The NMR structure of the N-terminal domain of ProQ. (A) Ensemble of the top five solutions shown as cartoon representation in three orientations, and colored as rainbow from blue to red. (B) Electrostatic surface representation of the ProQ NTD, three views as in Figure 2A (generated in Coot) (Emsley et al. 2010). Electro-negative patches are colored red and electro-positive patches are colored blue. Residues forming putative RNA-binding surfaces are indicated with arrows.

FIGURE 3.

Structural comparison of the N-terminal domain of ProQ with other proteins. The lowest energy model of the E. coli ProQ NTD is shown in two orientations in cartoon representation colored as rainbow (blue–red, N-C termini). Chains A and F of N. meningitidis NMB1681, and E. coli FinO are shown in the same orientations, also colored as rainbow from blue to red as a comparison.

FIGURE 4.

The NMR structure of the C-terminal domain of ProQ. (A) Ensemble of the top five solutions shown as cartoon representation and colored as rainbow from blue to red. (B) Electrostatic surface representation of the ProQ CTD (two orientations as in Fig. 4A). Charged surface exposed amino acids are labeled.

FIGURE 5.

Structural comparison of the C-terminal domain of ProQ with other proteins. The lowest energy model of the ProQ CTD is shown in two orientations in cartoon representation colored in blue to red rainbow. Tudor domain 2 of human PHD finger protein 20 (PDB 3QII) and E. coli Hfq (PDB 4PNO) are shown in the same orientations, also colored as rainbow from blue to red. A UMP molecule bound in the Hfq model is shown as stick representation.

FIGURE 6.

Hfq and ProQ do not physically interact directly and compete for interaction with the malM 3′ UTR. ProQ and Hfq were mixed at a 1:6 molar ratio and purified by gel filtration chromatography.

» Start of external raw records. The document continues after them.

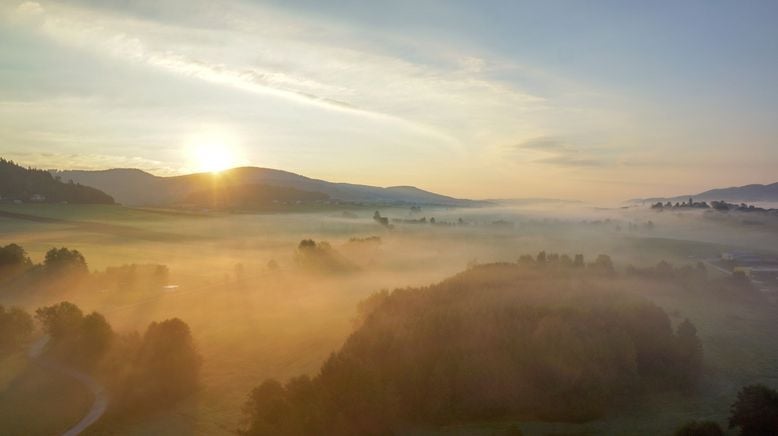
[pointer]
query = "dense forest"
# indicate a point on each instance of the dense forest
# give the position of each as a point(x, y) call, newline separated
point(548, 338)
point(29, 184)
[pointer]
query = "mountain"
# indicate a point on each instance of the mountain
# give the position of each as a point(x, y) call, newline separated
point(29, 184)
point(736, 194)
point(136, 187)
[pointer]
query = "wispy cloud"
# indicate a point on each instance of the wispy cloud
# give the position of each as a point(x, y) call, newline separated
point(456, 106)
point(558, 152)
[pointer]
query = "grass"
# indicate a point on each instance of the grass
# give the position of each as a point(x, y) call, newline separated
point(286, 327)
point(38, 401)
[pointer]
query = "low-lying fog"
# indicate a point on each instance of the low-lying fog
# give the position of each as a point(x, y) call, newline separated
point(260, 307)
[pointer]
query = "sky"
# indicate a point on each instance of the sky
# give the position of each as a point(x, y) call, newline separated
point(596, 100)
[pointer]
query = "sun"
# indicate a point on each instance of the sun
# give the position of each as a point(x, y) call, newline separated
point(212, 154)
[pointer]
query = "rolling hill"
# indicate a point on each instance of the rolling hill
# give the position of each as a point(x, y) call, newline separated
point(28, 184)
point(736, 194)
point(136, 187)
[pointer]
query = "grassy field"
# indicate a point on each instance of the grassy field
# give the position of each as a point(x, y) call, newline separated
point(37, 401)
point(285, 324)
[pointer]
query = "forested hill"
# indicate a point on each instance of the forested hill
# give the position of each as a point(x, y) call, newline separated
point(29, 184)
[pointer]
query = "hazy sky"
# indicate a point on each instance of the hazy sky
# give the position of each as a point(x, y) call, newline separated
point(594, 100)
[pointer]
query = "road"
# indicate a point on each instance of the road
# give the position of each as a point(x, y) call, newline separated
point(99, 394)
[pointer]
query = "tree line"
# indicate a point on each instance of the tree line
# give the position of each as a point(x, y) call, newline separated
point(498, 341)
point(144, 373)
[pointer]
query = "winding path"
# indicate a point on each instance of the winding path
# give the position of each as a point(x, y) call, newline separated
point(100, 402)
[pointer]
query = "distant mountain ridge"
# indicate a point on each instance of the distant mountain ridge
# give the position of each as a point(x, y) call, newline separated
point(746, 193)
point(18, 183)
point(139, 188)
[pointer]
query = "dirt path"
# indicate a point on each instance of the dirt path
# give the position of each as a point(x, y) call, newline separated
point(100, 402)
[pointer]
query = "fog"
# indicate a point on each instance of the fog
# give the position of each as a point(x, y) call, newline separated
point(261, 305)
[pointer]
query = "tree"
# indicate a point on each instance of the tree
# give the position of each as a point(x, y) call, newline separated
point(755, 411)
point(168, 362)
point(15, 327)
point(513, 430)
point(64, 260)
point(96, 335)
point(13, 256)
point(700, 428)
point(60, 320)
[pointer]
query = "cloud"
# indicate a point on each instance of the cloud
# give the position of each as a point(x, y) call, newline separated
point(263, 51)
point(555, 151)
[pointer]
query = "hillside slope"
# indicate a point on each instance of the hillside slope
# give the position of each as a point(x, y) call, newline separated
point(735, 194)
point(29, 184)
point(136, 187)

The chromatogram is shown in A, and SDS–PAGE gel of the eluted fractions is shown in B. MalM 3′ UTR, ProQ, and Hfq were mixed in equimolar ratios, run on a native polyacrylamide gel, and stained for RNA (C) and protein (D). N.B. Full length apo-ProQ does not enter the native gel.

FIGURE 7.

HDX mapping of RNA-binding surfaces on ProQ. Two views of the NMR models of ProQ N- and C-terminal domains are shown as cartoon representation with semitransparent surfaces. Regions protected upon binding to either SraB or cspE 3′ UTR in HDX experiments are colored with a heat-map (gray = less/no protection; blue = more protection). The boundaries between the heat-map divisions are shown on the bar at the bottom.

FIGURE 8.

Solution shape of ProQ by small-angle X-ray scattering. (Top) The molecular envelope for ProQ is shown as semitransparent green spheres, with manually docked NMR models of the N- and C-terminal domains shown as solid blue surfaces. (Bottom) An extended 63 amino acid peptide is shown in scale to the upper panels to illustrate the potential distance the unmodeled linker region can span. The annotated sizes are direct measurements of the shown DAMMIF model. The average values from fitting the SAXS data for the D_max and R_g are 173.0 and 43.3 Å, respectively.

FIGURE 9.

Solution shape of ProQ in complex with the sRNA SraB. (A) Three views of the molecular envelopes of ProQ:SraB and apo ProQ, shown as green spheres and to the same scale. The NMR models of the N- and C-terminal domains of ProQ are shown as blue surfaces and are manually docked into the SAXS envelope of apo-ProQ. (B) Secondary structural model of SraB, generated by RNAfold. The annotated sizes are direct measurements of the shown DAMMIF models. The average values for the D_max and R_g from fitting the ProQ:SraB SAXS data are 254.0 and 54.36 Å, respectively.

FIGURE 10.

Docking of ProQ and SraB into the ProQ:SraB solution envelope. Two views of the solution envelope of ProQ:SraB (as in Fig. 7) shown as gray spheres, with manually docked NMR models of the ProQ N- and C-terminal domains shown as solid blue and green surfaces, respectively. A 63 amino acid extended peptide is shown as yellow ribbon to represent the ProQ linker region. A model of SraB generated by SimRNAweb with some helix positions rotated is manually docked into the SAXS envelope and is shown as cartoon representation.